On the death of his brother, Emir Ahmad II ibn Muhammad, `Abd al-Karim and his other brother `Abd ar-Rahman quarreled over who would succeed, and `Abd ar-Rahman gained the throne first with the help of the Babille Oromo who dwelled to the east of Harar. However, while returning from an unsuccessful campaign to extract tribute from the Ala Oromo in 1825, he was betrayed to these people and `Abd al-Karim made himself Emir. Abd al-Rahman appealed for help from his Babille allies, who helped him resist his deposition. In the end, `Abd ar-Rahman was deposed and forty villages are listed as having been destroyed by the Oromo to the north, west and south of Harar, as well as in Babille country during this civil war.
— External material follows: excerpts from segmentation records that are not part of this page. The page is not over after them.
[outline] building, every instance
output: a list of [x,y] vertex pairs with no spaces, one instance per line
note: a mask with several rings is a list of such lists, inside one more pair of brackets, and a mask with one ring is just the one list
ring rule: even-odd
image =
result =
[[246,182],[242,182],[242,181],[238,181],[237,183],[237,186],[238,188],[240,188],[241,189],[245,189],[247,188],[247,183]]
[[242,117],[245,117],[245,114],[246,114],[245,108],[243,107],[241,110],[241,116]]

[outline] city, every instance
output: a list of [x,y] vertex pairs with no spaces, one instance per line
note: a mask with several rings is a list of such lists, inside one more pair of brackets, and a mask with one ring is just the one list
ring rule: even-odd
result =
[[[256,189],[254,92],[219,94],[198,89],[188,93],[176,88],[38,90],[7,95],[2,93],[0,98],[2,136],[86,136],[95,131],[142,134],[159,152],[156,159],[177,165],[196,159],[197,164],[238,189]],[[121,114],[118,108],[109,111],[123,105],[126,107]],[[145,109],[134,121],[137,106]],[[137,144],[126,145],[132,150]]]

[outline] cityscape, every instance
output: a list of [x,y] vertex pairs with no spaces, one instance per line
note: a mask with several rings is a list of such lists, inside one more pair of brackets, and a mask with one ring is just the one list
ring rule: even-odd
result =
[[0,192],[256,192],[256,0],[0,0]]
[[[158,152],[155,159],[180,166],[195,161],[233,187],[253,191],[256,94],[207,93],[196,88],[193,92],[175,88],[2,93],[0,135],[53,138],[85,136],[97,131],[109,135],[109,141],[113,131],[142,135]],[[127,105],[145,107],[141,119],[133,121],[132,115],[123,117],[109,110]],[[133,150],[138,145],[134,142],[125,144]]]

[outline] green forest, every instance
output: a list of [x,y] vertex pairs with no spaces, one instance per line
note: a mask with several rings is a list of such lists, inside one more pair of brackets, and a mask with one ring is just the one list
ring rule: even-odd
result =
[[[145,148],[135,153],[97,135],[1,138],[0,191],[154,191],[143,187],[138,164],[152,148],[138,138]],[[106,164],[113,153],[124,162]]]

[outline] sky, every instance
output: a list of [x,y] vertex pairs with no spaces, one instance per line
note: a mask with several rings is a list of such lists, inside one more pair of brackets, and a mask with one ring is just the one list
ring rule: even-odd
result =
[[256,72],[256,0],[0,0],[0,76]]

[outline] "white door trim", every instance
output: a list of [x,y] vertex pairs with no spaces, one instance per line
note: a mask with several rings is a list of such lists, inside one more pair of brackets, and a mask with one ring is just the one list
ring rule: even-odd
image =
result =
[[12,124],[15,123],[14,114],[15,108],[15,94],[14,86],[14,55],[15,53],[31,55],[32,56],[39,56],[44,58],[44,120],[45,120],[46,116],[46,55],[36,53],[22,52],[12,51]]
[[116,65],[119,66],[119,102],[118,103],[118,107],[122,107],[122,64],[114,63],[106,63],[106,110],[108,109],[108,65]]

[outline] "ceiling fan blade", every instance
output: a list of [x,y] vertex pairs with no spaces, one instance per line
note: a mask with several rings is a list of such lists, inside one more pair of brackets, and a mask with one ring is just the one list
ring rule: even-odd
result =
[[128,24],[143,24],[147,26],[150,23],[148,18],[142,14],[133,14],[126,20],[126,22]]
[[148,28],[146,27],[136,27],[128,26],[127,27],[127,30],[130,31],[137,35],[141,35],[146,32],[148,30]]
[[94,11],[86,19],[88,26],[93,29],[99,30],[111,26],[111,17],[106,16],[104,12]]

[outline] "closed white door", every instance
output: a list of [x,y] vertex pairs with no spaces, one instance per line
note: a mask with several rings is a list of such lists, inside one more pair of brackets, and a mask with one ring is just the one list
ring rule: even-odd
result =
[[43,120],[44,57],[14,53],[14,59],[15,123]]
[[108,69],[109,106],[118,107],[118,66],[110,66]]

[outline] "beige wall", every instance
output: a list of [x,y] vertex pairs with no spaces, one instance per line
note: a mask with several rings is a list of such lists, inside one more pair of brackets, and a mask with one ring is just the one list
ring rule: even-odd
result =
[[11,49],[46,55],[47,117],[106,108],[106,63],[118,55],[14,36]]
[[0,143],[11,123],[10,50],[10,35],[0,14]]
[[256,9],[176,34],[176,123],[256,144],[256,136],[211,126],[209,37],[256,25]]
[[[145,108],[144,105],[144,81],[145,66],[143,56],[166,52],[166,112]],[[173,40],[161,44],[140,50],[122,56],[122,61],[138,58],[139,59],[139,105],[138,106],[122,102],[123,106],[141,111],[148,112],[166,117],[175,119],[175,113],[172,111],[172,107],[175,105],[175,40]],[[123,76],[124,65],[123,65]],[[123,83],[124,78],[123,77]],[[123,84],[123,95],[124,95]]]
According to Richard F. Burton, `Abd al-Karim had recruited 60 or 70 Arab matchlockmen, under one Haydar Assal the Auliki, to wage war against the neighboring Oromo who were threatening Harar. However, the battle went against the Harari and the Arab mercenaries, the latter suffering twenty casualties before retreating within the walls of the city. The Oromo managed to enter Harar, captured both `Abd al-Karim and `Abd ar-Rahman, and aided by the inhabitants of the city attempted to slaughter the remaining Arab mercenaries. "These, however," writes Burton, "defended themselves gallantly, and would have crowned the son of Abd al-Rahman, had he not in fear declined the dignity; they then drew their pay, and marched with all the honours of war to Zeila." R.A. Caulk explains that this was a garbled version of the fraternal battle for the throne.

According to Harari tradition, the reign of `Abd al-Karim was a golden age. "Abd al-Karim is popularly depicted as a
wise and just ruler and a militant proselytizer of the Oromo," writes Caulk. "He made himself so respected outside the walls, it is claimed, that the Qottu regularly paid their taxes and even the leaders of the independent Oromo gave ready redress for all injuries done to the townspeople."

According to Caulk, having no son he married his eldest daughter Fatima to the son of his brother Abd al-Mannan (who was his prisoner), Abu Bakr, whom he also made his heir and successor.